The Swiss lender said last week that its investment banking sales and trading income had benefited from a strong US residential mortgage-backed securities market. The bank earns fees from buying and selling the assets on behalf of clients, including hedge funds, which have flocked to the $11 trillion US mortgage market.

“In large part, the buoyancy comes from government support for the US mortgage market, both for agency securities backed by the government and also for deals which don’t have direct government backing,” said Deepak Narula, a former Lehman Brothers mortgage-bond trader, who now runs New York-based hedge fund Metacapital Management. “The successful attempts by the central bank to bring down mortgage rates, along with many other programmes aimed at reviving housing have also helped.”

Some US mortgage loan prices have almost doubled since 2008, when they plunged following the collapse of Lehman Brothers and credit markets came to a halt. Hedge funds investing in global mortgage products have gained 22% in 2010, according to the HFN mortgages index.

RMBS hedge funds are among the best-performing in the world over the past 12 months. Metacapital and SPM Structured Servicing Holdings have both gained 51% over the past 12 months, while Nisswa Fixed Income Fund and SPM Opportunity fund have risen by 34% over the same period, according to data compiled by HFMWeek.

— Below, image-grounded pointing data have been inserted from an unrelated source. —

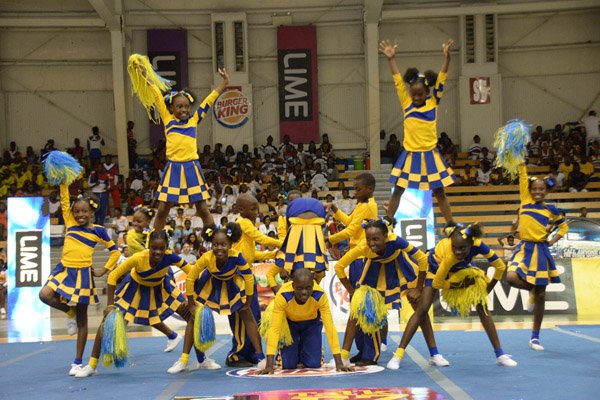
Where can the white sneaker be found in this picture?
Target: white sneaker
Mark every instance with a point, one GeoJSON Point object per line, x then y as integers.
{"type": "Point", "coordinates": [438, 360]}
{"type": "Point", "coordinates": [71, 326]}
{"type": "Point", "coordinates": [208, 363]}
{"type": "Point", "coordinates": [74, 369]}
{"type": "Point", "coordinates": [505, 360]}
{"type": "Point", "coordinates": [177, 368]}
{"type": "Point", "coordinates": [85, 372]}
{"type": "Point", "coordinates": [535, 346]}
{"type": "Point", "coordinates": [394, 363]}
{"type": "Point", "coordinates": [172, 343]}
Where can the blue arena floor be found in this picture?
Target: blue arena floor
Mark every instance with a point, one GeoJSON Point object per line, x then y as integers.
{"type": "Point", "coordinates": [567, 369]}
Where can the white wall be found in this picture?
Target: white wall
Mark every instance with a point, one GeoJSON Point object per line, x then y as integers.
{"type": "Point", "coordinates": [57, 82]}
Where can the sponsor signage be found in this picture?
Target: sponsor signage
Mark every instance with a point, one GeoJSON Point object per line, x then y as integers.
{"type": "Point", "coordinates": [297, 70]}
{"type": "Point", "coordinates": [232, 108]}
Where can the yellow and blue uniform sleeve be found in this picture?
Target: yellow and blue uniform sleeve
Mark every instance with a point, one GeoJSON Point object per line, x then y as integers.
{"type": "Point", "coordinates": [65, 205]}
{"type": "Point", "coordinates": [276, 322]}
{"type": "Point", "coordinates": [401, 91]}
{"type": "Point", "coordinates": [281, 228]}
{"type": "Point", "coordinates": [194, 273]}
{"type": "Point", "coordinates": [122, 269]}
{"type": "Point", "coordinates": [327, 318]}
{"type": "Point", "coordinates": [247, 274]}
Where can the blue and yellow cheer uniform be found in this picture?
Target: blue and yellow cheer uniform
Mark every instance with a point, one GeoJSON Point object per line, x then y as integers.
{"type": "Point", "coordinates": [222, 290]}
{"type": "Point", "coordinates": [420, 165]}
{"type": "Point", "coordinates": [443, 263]}
{"type": "Point", "coordinates": [147, 295]}
{"type": "Point", "coordinates": [306, 322]}
{"type": "Point", "coordinates": [72, 278]}
{"type": "Point", "coordinates": [182, 180]}
{"type": "Point", "coordinates": [531, 258]}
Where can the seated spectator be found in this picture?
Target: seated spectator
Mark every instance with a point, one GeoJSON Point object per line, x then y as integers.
{"type": "Point", "coordinates": [475, 148]}
{"type": "Point", "coordinates": [267, 226]}
{"type": "Point", "coordinates": [468, 176]}
{"type": "Point", "coordinates": [577, 180]}
{"type": "Point", "coordinates": [483, 174]}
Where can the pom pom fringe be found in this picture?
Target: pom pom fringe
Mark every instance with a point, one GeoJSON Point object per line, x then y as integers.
{"type": "Point", "coordinates": [369, 309]}
{"type": "Point", "coordinates": [114, 340]}
{"type": "Point", "coordinates": [285, 335]}
{"type": "Point", "coordinates": [463, 299]}
{"type": "Point", "coordinates": [204, 328]}
{"type": "Point", "coordinates": [61, 168]}
{"type": "Point", "coordinates": [511, 145]}
{"type": "Point", "coordinates": [143, 79]}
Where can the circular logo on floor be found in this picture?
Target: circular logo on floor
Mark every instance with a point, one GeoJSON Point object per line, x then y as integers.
{"type": "Point", "coordinates": [304, 372]}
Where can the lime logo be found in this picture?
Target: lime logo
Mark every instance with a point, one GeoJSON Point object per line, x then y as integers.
{"type": "Point", "coordinates": [304, 372]}
{"type": "Point", "coordinates": [232, 108]}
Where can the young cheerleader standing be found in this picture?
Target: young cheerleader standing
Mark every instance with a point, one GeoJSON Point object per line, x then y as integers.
{"type": "Point", "coordinates": [137, 239]}
{"type": "Point", "coordinates": [223, 281]}
{"type": "Point", "coordinates": [450, 269]}
{"type": "Point", "coordinates": [182, 181]}
{"type": "Point", "coordinates": [386, 268]}
{"type": "Point", "coordinates": [532, 267]}
{"type": "Point", "coordinates": [71, 280]}
{"type": "Point", "coordinates": [420, 166]}
{"type": "Point", "coordinates": [147, 295]}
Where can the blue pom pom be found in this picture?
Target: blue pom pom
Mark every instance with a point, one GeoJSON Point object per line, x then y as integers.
{"type": "Point", "coordinates": [61, 168]}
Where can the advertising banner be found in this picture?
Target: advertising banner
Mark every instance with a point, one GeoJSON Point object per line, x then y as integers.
{"type": "Point", "coordinates": [297, 67]}
{"type": "Point", "coordinates": [167, 51]}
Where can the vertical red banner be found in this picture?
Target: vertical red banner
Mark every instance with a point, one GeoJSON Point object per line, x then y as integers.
{"type": "Point", "coordinates": [167, 51]}
{"type": "Point", "coordinates": [298, 86]}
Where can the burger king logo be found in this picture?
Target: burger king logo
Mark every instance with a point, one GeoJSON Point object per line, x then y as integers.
{"type": "Point", "coordinates": [232, 108]}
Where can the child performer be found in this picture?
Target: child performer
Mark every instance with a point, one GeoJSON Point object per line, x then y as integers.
{"type": "Point", "coordinates": [532, 267]}
{"type": "Point", "coordinates": [304, 245]}
{"type": "Point", "coordinates": [387, 268]}
{"type": "Point", "coordinates": [420, 166]}
{"type": "Point", "coordinates": [242, 354]}
{"type": "Point", "coordinates": [366, 209]}
{"type": "Point", "coordinates": [147, 295]}
{"type": "Point", "coordinates": [182, 181]}
{"type": "Point", "coordinates": [221, 280]}
{"type": "Point", "coordinates": [137, 240]}
{"type": "Point", "coordinates": [72, 280]}
{"type": "Point", "coordinates": [305, 306]}
{"type": "Point", "coordinates": [452, 257]}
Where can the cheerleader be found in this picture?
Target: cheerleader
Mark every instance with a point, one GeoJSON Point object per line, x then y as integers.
{"type": "Point", "coordinates": [182, 180]}
{"type": "Point", "coordinates": [303, 245]}
{"type": "Point", "coordinates": [72, 280]}
{"type": "Point", "coordinates": [223, 281]}
{"type": "Point", "coordinates": [389, 268]}
{"type": "Point", "coordinates": [463, 284]}
{"type": "Point", "coordinates": [147, 295]}
{"type": "Point", "coordinates": [420, 166]}
{"type": "Point", "coordinates": [532, 267]}
{"type": "Point", "coordinates": [303, 305]}
{"type": "Point", "coordinates": [137, 241]}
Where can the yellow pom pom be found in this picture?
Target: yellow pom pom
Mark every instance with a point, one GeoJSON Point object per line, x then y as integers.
{"type": "Point", "coordinates": [369, 309]}
{"type": "Point", "coordinates": [463, 299]}
{"type": "Point", "coordinates": [145, 81]}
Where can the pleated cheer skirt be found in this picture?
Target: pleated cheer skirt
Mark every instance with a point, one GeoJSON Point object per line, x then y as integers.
{"type": "Point", "coordinates": [223, 296]}
{"type": "Point", "coordinates": [148, 305]}
{"type": "Point", "coordinates": [182, 182]}
{"type": "Point", "coordinates": [73, 284]}
{"type": "Point", "coordinates": [423, 170]}
{"type": "Point", "coordinates": [384, 278]}
{"type": "Point", "coordinates": [534, 264]}
{"type": "Point", "coordinates": [304, 246]}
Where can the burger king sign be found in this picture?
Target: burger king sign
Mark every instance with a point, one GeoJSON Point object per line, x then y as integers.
{"type": "Point", "coordinates": [232, 108]}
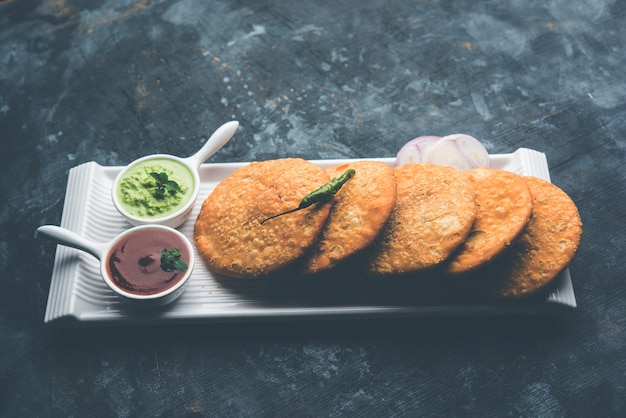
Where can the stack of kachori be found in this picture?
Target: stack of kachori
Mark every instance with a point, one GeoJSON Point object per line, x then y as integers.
{"type": "Point", "coordinates": [512, 232]}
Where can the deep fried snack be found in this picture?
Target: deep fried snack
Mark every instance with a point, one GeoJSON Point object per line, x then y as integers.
{"type": "Point", "coordinates": [433, 214]}
{"type": "Point", "coordinates": [358, 213]}
{"type": "Point", "coordinates": [228, 231]}
{"type": "Point", "coordinates": [544, 249]}
{"type": "Point", "coordinates": [504, 206]}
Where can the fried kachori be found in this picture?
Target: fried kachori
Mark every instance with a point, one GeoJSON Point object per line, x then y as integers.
{"type": "Point", "coordinates": [228, 232]}
{"type": "Point", "coordinates": [433, 214]}
{"type": "Point", "coordinates": [545, 247]}
{"type": "Point", "coordinates": [504, 206]}
{"type": "Point", "coordinates": [358, 213]}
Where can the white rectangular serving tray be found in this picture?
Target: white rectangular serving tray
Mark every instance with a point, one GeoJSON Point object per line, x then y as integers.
{"type": "Point", "coordinates": [79, 297]}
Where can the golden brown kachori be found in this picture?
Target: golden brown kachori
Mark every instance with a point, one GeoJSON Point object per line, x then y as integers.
{"type": "Point", "coordinates": [504, 206]}
{"type": "Point", "coordinates": [434, 212]}
{"type": "Point", "coordinates": [544, 249]}
{"type": "Point", "coordinates": [228, 232]}
{"type": "Point", "coordinates": [358, 213]}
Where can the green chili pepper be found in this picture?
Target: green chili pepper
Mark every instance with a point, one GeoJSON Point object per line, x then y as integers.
{"type": "Point", "coordinates": [321, 193]}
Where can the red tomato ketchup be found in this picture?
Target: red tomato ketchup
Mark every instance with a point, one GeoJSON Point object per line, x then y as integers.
{"type": "Point", "coordinates": [134, 262]}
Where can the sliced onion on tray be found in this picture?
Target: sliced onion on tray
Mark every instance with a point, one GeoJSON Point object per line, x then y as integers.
{"type": "Point", "coordinates": [460, 151]}
{"type": "Point", "coordinates": [416, 150]}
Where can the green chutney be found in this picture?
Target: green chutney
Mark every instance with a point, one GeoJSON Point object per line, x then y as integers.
{"type": "Point", "coordinates": [136, 191]}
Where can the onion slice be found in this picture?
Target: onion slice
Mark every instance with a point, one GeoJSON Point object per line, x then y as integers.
{"type": "Point", "coordinates": [460, 151]}
{"type": "Point", "coordinates": [416, 150]}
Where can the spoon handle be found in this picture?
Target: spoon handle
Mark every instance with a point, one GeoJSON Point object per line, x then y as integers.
{"type": "Point", "coordinates": [219, 138]}
{"type": "Point", "coordinates": [71, 239]}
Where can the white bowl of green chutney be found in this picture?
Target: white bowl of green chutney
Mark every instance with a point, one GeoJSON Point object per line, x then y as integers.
{"type": "Point", "coordinates": [162, 189]}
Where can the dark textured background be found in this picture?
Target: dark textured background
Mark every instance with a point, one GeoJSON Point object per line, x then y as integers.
{"type": "Point", "coordinates": [110, 81]}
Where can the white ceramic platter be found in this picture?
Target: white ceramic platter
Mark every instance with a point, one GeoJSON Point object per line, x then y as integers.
{"type": "Point", "coordinates": [79, 297]}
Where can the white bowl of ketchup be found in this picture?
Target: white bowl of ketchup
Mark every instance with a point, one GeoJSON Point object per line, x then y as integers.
{"type": "Point", "coordinates": [146, 266]}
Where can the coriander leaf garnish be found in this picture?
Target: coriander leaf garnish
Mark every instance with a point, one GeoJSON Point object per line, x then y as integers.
{"type": "Point", "coordinates": [163, 185]}
{"type": "Point", "coordinates": [170, 260]}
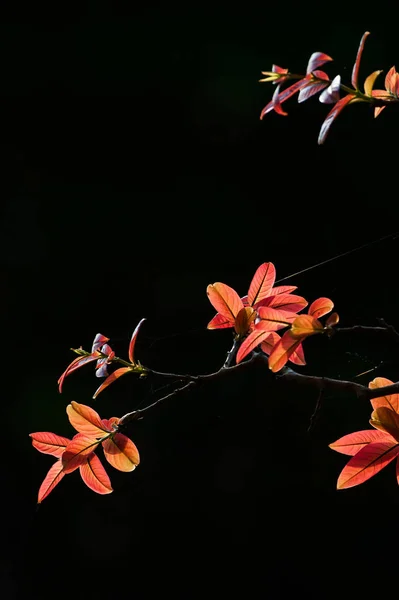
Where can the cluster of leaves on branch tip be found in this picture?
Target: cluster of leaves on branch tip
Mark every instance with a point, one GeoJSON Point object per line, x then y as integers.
{"type": "Point", "coordinates": [316, 81]}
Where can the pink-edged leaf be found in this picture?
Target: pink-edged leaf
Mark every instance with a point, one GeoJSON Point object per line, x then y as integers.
{"type": "Point", "coordinates": [219, 322]}
{"type": "Point", "coordinates": [78, 362]}
{"type": "Point", "coordinates": [111, 378]}
{"type": "Point", "coordinates": [95, 476]}
{"type": "Point", "coordinates": [316, 60]}
{"type": "Point", "coordinates": [387, 420]}
{"type": "Point", "coordinates": [298, 357]}
{"type": "Point", "coordinates": [85, 420]}
{"type": "Point", "coordinates": [77, 451]}
{"type": "Point", "coordinates": [251, 341]}
{"type": "Point", "coordinates": [369, 82]}
{"type": "Point", "coordinates": [392, 81]}
{"type": "Point", "coordinates": [331, 94]}
{"type": "Point", "coordinates": [49, 443]}
{"type": "Point", "coordinates": [287, 93]}
{"type": "Point", "coordinates": [282, 289]}
{"type": "Point", "coordinates": [225, 300]}
{"type": "Point", "coordinates": [262, 283]}
{"type": "Point", "coordinates": [133, 341]}
{"type": "Point", "coordinates": [351, 443]}
{"type": "Point", "coordinates": [272, 319]}
{"type": "Point", "coordinates": [306, 325]}
{"type": "Point", "coordinates": [320, 307]}
{"type": "Point", "coordinates": [244, 320]}
{"type": "Point", "coordinates": [334, 112]}
{"type": "Point", "coordinates": [287, 302]}
{"type": "Point", "coordinates": [52, 479]}
{"type": "Point", "coordinates": [355, 71]}
{"type": "Point", "coordinates": [282, 351]}
{"type": "Point", "coordinates": [367, 462]}
{"type": "Point", "coordinates": [268, 344]}
{"type": "Point", "coordinates": [99, 341]}
{"type": "Point", "coordinates": [389, 401]}
{"type": "Point", "coordinates": [121, 453]}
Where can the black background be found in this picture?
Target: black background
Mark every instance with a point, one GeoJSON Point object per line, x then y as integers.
{"type": "Point", "coordinates": [136, 171]}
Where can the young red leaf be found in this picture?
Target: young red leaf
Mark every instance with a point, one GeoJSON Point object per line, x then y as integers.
{"type": "Point", "coordinates": [78, 362]}
{"type": "Point", "coordinates": [353, 442]}
{"type": "Point", "coordinates": [306, 325]}
{"type": "Point", "coordinates": [255, 338]}
{"type": "Point", "coordinates": [283, 350]}
{"type": "Point", "coordinates": [77, 451]}
{"type": "Point", "coordinates": [49, 443]}
{"type": "Point", "coordinates": [133, 341]}
{"type": "Point", "coordinates": [387, 420]}
{"type": "Point", "coordinates": [95, 476]}
{"type": "Point", "coordinates": [111, 378]}
{"type": "Point", "coordinates": [320, 307]}
{"type": "Point", "coordinates": [390, 401]}
{"type": "Point", "coordinates": [85, 420]}
{"type": "Point", "coordinates": [287, 302]}
{"type": "Point", "coordinates": [52, 479]}
{"type": "Point", "coordinates": [272, 319]}
{"type": "Point", "coordinates": [244, 319]}
{"type": "Point", "coordinates": [355, 71]}
{"type": "Point", "coordinates": [225, 300]}
{"type": "Point", "coordinates": [262, 283]}
{"type": "Point", "coordinates": [367, 462]}
{"type": "Point", "coordinates": [121, 453]}
{"type": "Point", "coordinates": [219, 322]}
{"type": "Point", "coordinates": [334, 112]}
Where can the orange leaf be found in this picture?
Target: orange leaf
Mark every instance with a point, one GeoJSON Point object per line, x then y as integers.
{"type": "Point", "coordinates": [283, 350]}
{"type": "Point", "coordinates": [390, 401]}
{"type": "Point", "coordinates": [133, 341]}
{"type": "Point", "coordinates": [85, 419]}
{"type": "Point", "coordinates": [121, 453]}
{"type": "Point", "coordinates": [320, 307]}
{"type": "Point", "coordinates": [262, 283]}
{"type": "Point", "coordinates": [77, 451]}
{"type": "Point", "coordinates": [52, 479]}
{"type": "Point", "coordinates": [49, 443]}
{"type": "Point", "coordinates": [219, 322]}
{"type": "Point", "coordinates": [111, 378]}
{"type": "Point", "coordinates": [95, 476]}
{"type": "Point", "coordinates": [225, 300]}
{"type": "Point", "coordinates": [353, 442]}
{"type": "Point", "coordinates": [387, 420]}
{"type": "Point", "coordinates": [367, 462]}
{"type": "Point", "coordinates": [272, 319]}
{"type": "Point", "coordinates": [306, 325]}
{"type": "Point", "coordinates": [244, 319]}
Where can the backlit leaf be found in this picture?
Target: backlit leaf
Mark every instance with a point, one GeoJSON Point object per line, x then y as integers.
{"type": "Point", "coordinates": [390, 401]}
{"type": "Point", "coordinates": [121, 453]}
{"type": "Point", "coordinates": [320, 307]}
{"type": "Point", "coordinates": [111, 378]}
{"type": "Point", "coordinates": [225, 300]}
{"type": "Point", "coordinates": [283, 350]}
{"type": "Point", "coordinates": [367, 462]}
{"type": "Point", "coordinates": [220, 322]}
{"type": "Point", "coordinates": [85, 419]}
{"type": "Point", "coordinates": [52, 479]}
{"type": "Point", "coordinates": [355, 71]}
{"type": "Point", "coordinates": [262, 283]}
{"type": "Point", "coordinates": [353, 442]}
{"type": "Point", "coordinates": [77, 451]}
{"type": "Point", "coordinates": [49, 443]}
{"type": "Point", "coordinates": [95, 476]}
{"type": "Point", "coordinates": [387, 420]}
{"type": "Point", "coordinates": [133, 341]}
{"type": "Point", "coordinates": [255, 338]}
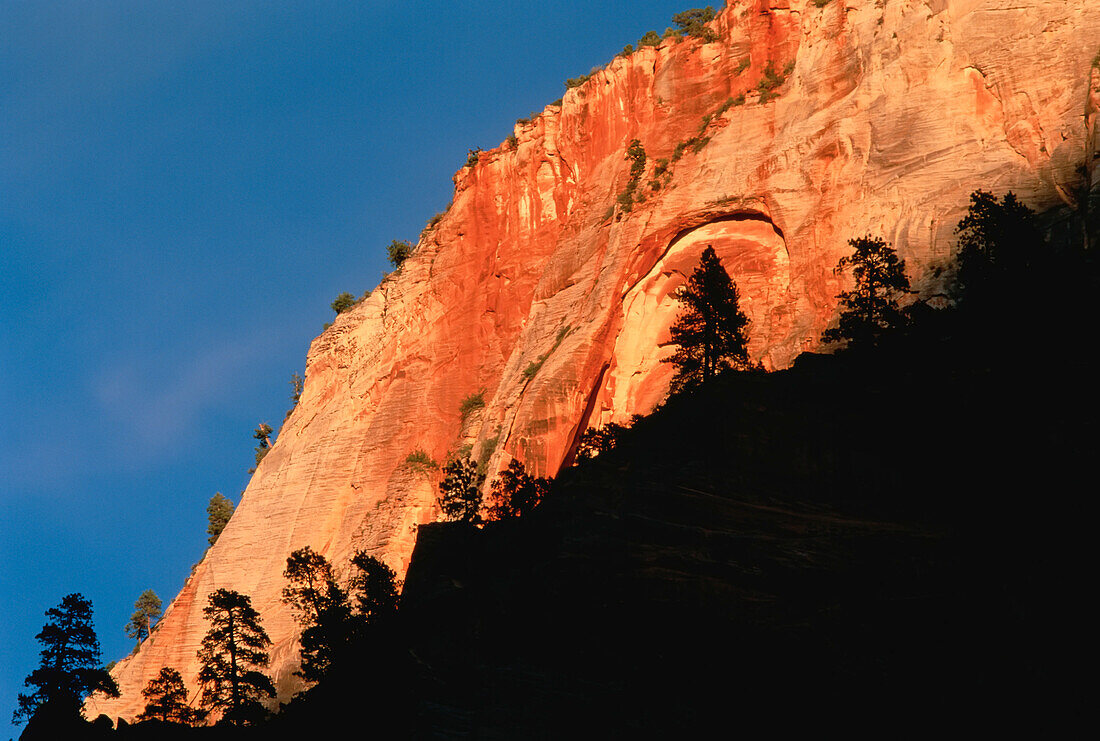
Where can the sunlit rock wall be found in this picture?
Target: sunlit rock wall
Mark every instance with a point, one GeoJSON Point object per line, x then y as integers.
{"type": "Point", "coordinates": [536, 290]}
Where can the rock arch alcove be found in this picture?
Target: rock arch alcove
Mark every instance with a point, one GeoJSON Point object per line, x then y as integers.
{"type": "Point", "coordinates": [754, 252]}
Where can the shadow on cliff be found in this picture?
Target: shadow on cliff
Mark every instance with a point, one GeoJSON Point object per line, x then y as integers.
{"type": "Point", "coordinates": [897, 535]}
{"type": "Point", "coordinates": [892, 534]}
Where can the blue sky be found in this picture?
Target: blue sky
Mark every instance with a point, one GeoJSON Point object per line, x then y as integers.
{"type": "Point", "coordinates": [184, 189]}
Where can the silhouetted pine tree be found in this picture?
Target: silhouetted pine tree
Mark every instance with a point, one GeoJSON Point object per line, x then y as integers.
{"type": "Point", "coordinates": [146, 612]}
{"type": "Point", "coordinates": [870, 308]}
{"type": "Point", "coordinates": [516, 493]}
{"type": "Point", "coordinates": [69, 667]}
{"type": "Point", "coordinates": [375, 588]}
{"type": "Point", "coordinates": [218, 512]}
{"type": "Point", "coordinates": [460, 491]}
{"type": "Point", "coordinates": [166, 699]}
{"type": "Point", "coordinates": [232, 650]}
{"type": "Point", "coordinates": [320, 607]}
{"type": "Point", "coordinates": [711, 332]}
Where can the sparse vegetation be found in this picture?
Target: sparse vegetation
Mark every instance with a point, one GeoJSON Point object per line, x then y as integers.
{"type": "Point", "coordinates": [871, 306]}
{"type": "Point", "coordinates": [516, 493]}
{"type": "Point", "coordinates": [263, 433]}
{"type": "Point", "coordinates": [535, 366]}
{"type": "Point", "coordinates": [146, 612]}
{"type": "Point", "coordinates": [460, 491]}
{"type": "Point", "coordinates": [398, 252]}
{"type": "Point", "coordinates": [166, 700]}
{"type": "Point", "coordinates": [233, 652]}
{"type": "Point", "coordinates": [636, 153]}
{"type": "Point", "coordinates": [576, 81]}
{"type": "Point", "coordinates": [772, 80]}
{"type": "Point", "coordinates": [219, 509]}
{"type": "Point", "coordinates": [710, 333]}
{"type": "Point", "coordinates": [299, 385]}
{"type": "Point", "coordinates": [693, 23]}
{"type": "Point", "coordinates": [343, 302]}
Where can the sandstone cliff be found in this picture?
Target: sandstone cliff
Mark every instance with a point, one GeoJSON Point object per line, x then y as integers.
{"type": "Point", "coordinates": [542, 294]}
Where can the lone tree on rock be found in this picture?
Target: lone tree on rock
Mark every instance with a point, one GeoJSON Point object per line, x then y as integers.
{"type": "Point", "coordinates": [871, 307]}
{"type": "Point", "coordinates": [233, 651]}
{"type": "Point", "coordinates": [343, 302]}
{"type": "Point", "coordinates": [218, 512]}
{"type": "Point", "coordinates": [516, 493]}
{"type": "Point", "coordinates": [146, 612]}
{"type": "Point", "coordinates": [711, 332]}
{"type": "Point", "coordinates": [69, 667]}
{"type": "Point", "coordinates": [375, 588]}
{"type": "Point", "coordinates": [460, 491]}
{"type": "Point", "coordinates": [263, 432]}
{"type": "Point", "coordinates": [166, 700]}
{"type": "Point", "coordinates": [398, 252]}
{"type": "Point", "coordinates": [321, 609]}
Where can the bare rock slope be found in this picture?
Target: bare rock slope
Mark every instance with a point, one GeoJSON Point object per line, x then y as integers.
{"type": "Point", "coordinates": [548, 292]}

Those gains are substantially above the 10% average returns offered by the hedge fund industry in 2010 or the 17% gained by the FTSE100 Index over the past 12 months.

Investors are after the strong yields of between 6% and 8% offered by the securities – much higher than other credit investments such as the 2.3% yield offered by the benchmark five-year US Treasury bonds.
Price gains have also delivered profits, as the “2008 pricing in scenarios were far more pessimistic than what has unfolded subsequently – mainly because of the government support”, Narula said.

However, the role of the US government in the mortgage industry may be revamped soon. Last week the administration of President Barack Obama unveiled proposals to restructure the market, which may include the shrinking of the present government-backed mortgage agencies Fannie Mae and Freddie Mac. Narula said: “Uncertainty over the future of the agencies creates opportunity – depending on the final outcome, there may be a substantial repricing of mortgages: the over $5 trillion of existing agency-backed bonds may increase in value as new, non-guaranteed bonds are issued in the future.”

The changes under consideration could result in higher guarantee fees, more stringent credit guidelines and lower loan limits. This may result in higher mortgage rates, translating into higher refinancing costs to the homeowner, and therefore, causing the value of existing securities to appreciate.

“This will be the focal point of debate for the evolution of the housing market in the US. It is a multi-year solution that will begin to be felt in the markets immediately, but its full impact will resonate for many years,” said Paul Heyrman, ABS product specialist at CQS, a $10bn multi-strategy asset manager that manages a $1.2bn ABS fund.

In Europe, the RMBS market has slowly started to pick up. The steady performance of spreads and primary issuance volumes has pushed investors into the lower-rated bonds, called mezzanine tranches, in the secondary market. Trading in those securities pushes up margins for banks as investors look to markets that have been oversold since the financial crisis.

Heyrman said: “What we have seen in both Europe and the US is an acceleration of a trend towards putting money to work in the ABS market. Limited new issue supply and a fundamental reassessment of relative value across credit have driven some pretty significant price appreciation and spread tightening in response to secondary market demand.”